Battle of the Experts–What Happens To My Second Mortgage Now?


Here at Bankruptcy Law Network, we have posted extensively about how in a chapter 13 case a second mortgage can be “stripped”, that is, treated as an ordinary unsecured debt.  That is a powerful incentive to choose a chapter 13 if you can “strip” your second mortgage.

Recently, my colleague Jay Fleischman posted about the Battle of the Experts and how that can impact your chapter 13 case.  Just to recap, if you own your home and you owe more on your first mortgage that your house is worth, that is, you are underwater, you can propose to treat your second mortgage like any other unsecured creditor!  So, if you are proposing to pay your unsecured creditors 10 cents on the dollar through your chapter 13 plan, that is what your second mortgage will be paid and, upon successful completion of your plan, the mortgage will be discharged.  The key is that you owe more on your first mortgage than what your home is worth.  If there is $1.00 of equity for that second mortgage to attach to, you cannot strip the second mortgage.

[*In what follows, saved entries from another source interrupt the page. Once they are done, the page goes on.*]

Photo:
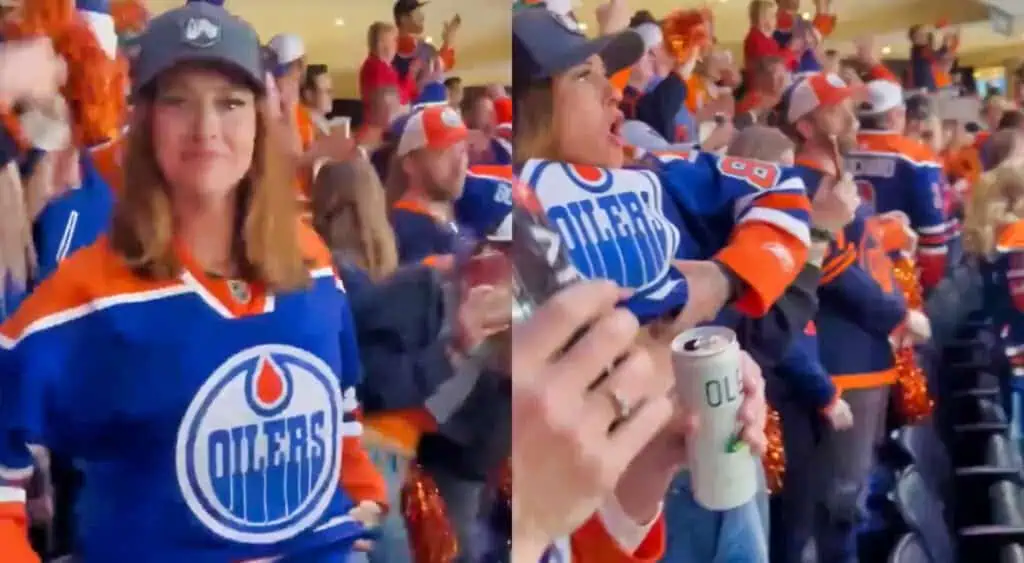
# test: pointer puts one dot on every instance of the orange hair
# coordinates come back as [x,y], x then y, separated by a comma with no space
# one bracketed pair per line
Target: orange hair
[96,86]
[130,16]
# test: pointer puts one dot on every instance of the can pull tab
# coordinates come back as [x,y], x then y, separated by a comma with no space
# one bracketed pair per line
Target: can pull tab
[701,342]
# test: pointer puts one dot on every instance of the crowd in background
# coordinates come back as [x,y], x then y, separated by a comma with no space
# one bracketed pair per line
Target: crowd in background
[654,105]
[179,201]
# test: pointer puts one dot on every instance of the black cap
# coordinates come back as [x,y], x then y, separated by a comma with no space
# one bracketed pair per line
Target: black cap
[545,44]
[919,107]
[402,7]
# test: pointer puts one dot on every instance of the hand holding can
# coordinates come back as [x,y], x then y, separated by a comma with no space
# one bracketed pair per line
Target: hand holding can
[708,365]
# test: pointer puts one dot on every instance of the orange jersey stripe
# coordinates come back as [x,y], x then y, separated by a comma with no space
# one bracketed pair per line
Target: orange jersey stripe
[756,255]
[593,544]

So, Jay Fleischman offers some practical advice about getting an appraisal done prior to filing bankruptcy if, in consultation with your lawyer, you are going to attempt a lien strip.   Good advice.  But, as Jay says in his post, beware the opposing expert.

So, if you are faced with a competing expert as to the value of your home, is all lost in your quest for a lien strip?  No, but it may not be as great as you would hope (but pretty good nonetheless).  It is all a matter of leverage.

So what is that leverage?  Well, if the court accepts your expert, then the mortgage will be deemed unsecured and you pay pennies on the dollar (if even that).  If the court accepts the bank’s expert, then there can be no lien strip and you have to pay the mortgage in full.

Well, obviously, you are in some financial difficulties or you would not be in bankruptcy in the first place.  So, your leverage is that you will agree to pay a lesser amount on the mortgage but more than you would under  lien strip.  So, if your second mortgage is $45,000.00, you might agree to pay $15,000.00 over the life of your plan or outside the plan.  The bank would have to agree this proposal in order to finalize it.

So why would the bank do that especially if they feel confident as to their appraisal?  Well, it is  close call as to your property’s value in the first place or you would not be attempting a “lien strip.”  If the court agrees with your valuation, the bank gets the shaft.  If the court agrees with the bank’s valuation, you are stuck with the second mortgage.

If you are stuck with the second mortgage, that may make your chapter 13 plan unaffordable or your house unaffordable.  If your plan or house is unaffordable and you stop making payments on the first mortgage, the creditor may ask the court to allow it to foreclose.  If that happens, most likely the second mortgage would not get anything out of their collateral.  The second mortgage wins the issue on the lien strip but still gets the shaft.  Therefore, the second mortgage creditor may be willing to reduce the amount owed to make it affordable so that they get something out of the deal.  Leverage.

So, your willingness to walk away from the house in a “lien strip” situation may provide you with leverage to negotiate a deal on your second mortgage.